Earlier this year, NFPA released a video case study about a new, fully sprinklered development in Greenville, South Carolina. Now, we're providing extensive backstory on how the developer came to the decision to sprinkler all 140 homes.
The latest edition of NFPA Journal includes an adaptation of a presentation Russ Davis made in May at NFPA's Fire Sprinkler Initiative Summit, where he discussed a change of heart about sprinklers. "We learned that sprinklers were not required for this kind of single-family-home development, which was a revelation to me," said Davis, co-founder of Homes Urban, a residential development firm that oversaw the construction of the Homestead at Hartness development in Greenville. "So we did what any developer would do—we took the fire sprinklers out of the site plan. We’d save hundreds of thousands of dollars on a part of the plan we didn’t need anyway. Plus, these were single-family homes with two doors to the outside, so people could get out if there was a fire. The homes would have smoke alarms. They were safe enough. That was our developer mindset."
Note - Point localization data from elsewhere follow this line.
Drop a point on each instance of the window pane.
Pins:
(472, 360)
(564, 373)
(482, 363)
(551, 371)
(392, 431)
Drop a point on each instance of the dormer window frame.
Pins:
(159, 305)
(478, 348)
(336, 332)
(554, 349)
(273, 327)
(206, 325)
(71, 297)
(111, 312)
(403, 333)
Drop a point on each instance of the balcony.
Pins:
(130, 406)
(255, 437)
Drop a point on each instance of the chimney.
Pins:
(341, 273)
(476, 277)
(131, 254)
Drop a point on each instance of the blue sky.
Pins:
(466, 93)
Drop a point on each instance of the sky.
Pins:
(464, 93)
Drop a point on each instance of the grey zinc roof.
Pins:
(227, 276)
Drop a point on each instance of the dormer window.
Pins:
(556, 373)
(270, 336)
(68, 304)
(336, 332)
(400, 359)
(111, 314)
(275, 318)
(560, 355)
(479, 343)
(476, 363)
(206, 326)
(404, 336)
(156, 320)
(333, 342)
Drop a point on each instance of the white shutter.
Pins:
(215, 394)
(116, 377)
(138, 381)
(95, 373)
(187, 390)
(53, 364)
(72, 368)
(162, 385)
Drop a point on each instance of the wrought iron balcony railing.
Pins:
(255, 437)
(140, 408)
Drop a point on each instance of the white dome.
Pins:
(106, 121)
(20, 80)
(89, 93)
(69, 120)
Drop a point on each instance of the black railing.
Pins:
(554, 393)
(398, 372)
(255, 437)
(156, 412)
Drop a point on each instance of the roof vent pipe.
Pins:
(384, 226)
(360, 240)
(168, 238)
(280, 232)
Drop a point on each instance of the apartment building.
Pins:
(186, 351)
The new site plans, which initially had sprinklers, concerned the fire marshal. He told Davis that if sprinklers were reintroduced, the number of fire hydrants throughout the development could be reduced. Less hydrants mean significant cost savings. (Learn about the array of "trade-ups" builders can enjoy if they install sprinklers.)
"I think fire protection cost less than the granite countertops we installed," said Davis. "It takes about $9.80 of rent per unit each month to pay for the sprinkler systems. What renter would say no to sprinklers and assume the risk of a fire where somebody could get hurt? That was one of our big lessons learned: No one can make the argument that the cost of sprinklers is prohibitive or somehow outweighs the benefits they provide."
Big-business builders, added Davis, need to understand that they can financially benefit from sprinkler installation. Taking on the role of educating this group and the public about this life-saving technology in South Carolina is the South Carolina Fire Sprinkler Coalition.